1769-11-12, de Marie Louise Denis à Jeanne Grâce Bosc Du Bouchet, comtesse d'Argental.

Je suis arrivée Madame en assez bonne santé.
Je n'ai point eu l'honneur de vous écrir sur le champ par ce que j'ai voulu avoir quel que chose à vous mender. J'ai trouvé Mon Oncle assez bien. Il paraît fort aise de me revoir auprès de lui, et sans me vanter je crois qu'il en avait besoin. Nous avons beaucoup parlé de vous et de Monsieur Dargental, il vous est à tous deux toujours tendrement attaché. Il travaille 15 heures par jour. C'est une passion plus violante que jamais. Je suis persuadée que si notre proget avait réussi nous n'aurions pas pu le lui faire mettre à exécution. Il serait en enfer s'il ne pouvait pas travailler. Il m'a fait des questions sur ce proget auquel j'ai répondu vaguement, lui disant que la réponce étant trop longue à attendre et voiant que la saison s'avansait, que quand même cette réponse aurait été favorable l'hyver aurait empêché qu'il pût en profiter, et que c'est ce qui m'avait enguagé à partir sans l'attendre. Il a bien pris la chose et nous n'en avons plus parlé.

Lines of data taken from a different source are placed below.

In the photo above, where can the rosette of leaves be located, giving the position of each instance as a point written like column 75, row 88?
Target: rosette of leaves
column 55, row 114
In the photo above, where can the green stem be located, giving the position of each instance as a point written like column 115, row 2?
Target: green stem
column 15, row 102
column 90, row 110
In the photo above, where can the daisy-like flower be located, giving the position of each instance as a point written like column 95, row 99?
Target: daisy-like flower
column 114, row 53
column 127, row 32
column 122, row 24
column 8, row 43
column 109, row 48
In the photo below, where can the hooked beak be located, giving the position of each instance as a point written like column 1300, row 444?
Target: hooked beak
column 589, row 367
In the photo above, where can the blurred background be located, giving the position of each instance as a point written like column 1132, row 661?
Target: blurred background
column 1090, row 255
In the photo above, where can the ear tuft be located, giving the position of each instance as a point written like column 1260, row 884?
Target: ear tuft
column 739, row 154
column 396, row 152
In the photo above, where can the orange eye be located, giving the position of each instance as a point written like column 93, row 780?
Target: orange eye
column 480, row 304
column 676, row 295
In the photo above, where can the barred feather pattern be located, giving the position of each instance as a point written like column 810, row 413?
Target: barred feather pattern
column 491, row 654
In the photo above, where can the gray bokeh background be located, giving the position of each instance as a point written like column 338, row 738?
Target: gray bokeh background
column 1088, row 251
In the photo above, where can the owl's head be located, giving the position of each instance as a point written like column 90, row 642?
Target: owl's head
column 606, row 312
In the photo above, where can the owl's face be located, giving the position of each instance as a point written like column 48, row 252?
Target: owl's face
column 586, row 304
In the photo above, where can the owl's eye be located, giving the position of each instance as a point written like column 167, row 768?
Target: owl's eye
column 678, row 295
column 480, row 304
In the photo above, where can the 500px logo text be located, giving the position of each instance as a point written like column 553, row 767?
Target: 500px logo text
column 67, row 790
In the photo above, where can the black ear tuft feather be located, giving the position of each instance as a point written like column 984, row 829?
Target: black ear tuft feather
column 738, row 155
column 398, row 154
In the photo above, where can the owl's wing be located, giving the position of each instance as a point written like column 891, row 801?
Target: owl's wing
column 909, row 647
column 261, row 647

Il fait un ouvrage acutelement qui me plaît fort, c'est un dictionere de belles lettre, histoire, poésie, phisique, métaphisique. C'est un ouvrage long qui l'occupera longtemps et qui le distraira d'autres matières plus dangereuses. Je vous prie en grâce Monsieur et Madame de ne point parler de cela par ce qu'il ne veut point qu'on sache ce qu'il fait. A propos Madame j'ai promis à Mr Dargental de lui dire ce que c'est qu'une certaine Comédie dont nous avions entendu parler et que nous ne connaissions point. Je l'ai lue, c'est Ninon Lenclos, elle est en sinq actes et en vers. Il y a de jollies choses dans le commencement. Le rôle de Ninon est charment, mais malheureusement elle est avec un tas de coquins et de gueux qui font de la peine. Jamais Ninon n'a vu si mauvaise compagnie. Je ne crois pas la pièce jouable. Il l'a donnée à Tiriot et lui a dit d'en faire ce qu'il voudrait. Si vous êtes curieux de la lire tâchez de l'avoir par lui.

Vous aurez ces jours ci une petite brochure sur Louis 14 qui vous fera plaisir. J'aurai soin qu'on vous l'envoie dès qu'elle sera imprimée.

Les deux hommes en question sont toujours ici. Je vis froidement et poliment avec eux et toutes les fois que mon Oncle veut m'en parler je romps la conversation. J'en ai pris mon parti, cela durera ce que cela poura.

Du reste Mr de V. a plus d'imagination que jamais, il fait actuelement des choses charmentes dont j'espère que vous serez très contans. Adieu Madame, conservez moi votre amitié, elle m'est précieuse. J'espère que vous me ferez donner des nouvelles de votre santé et que vous ne doutez pas de mon tendre et respectueux attachement pour la vie.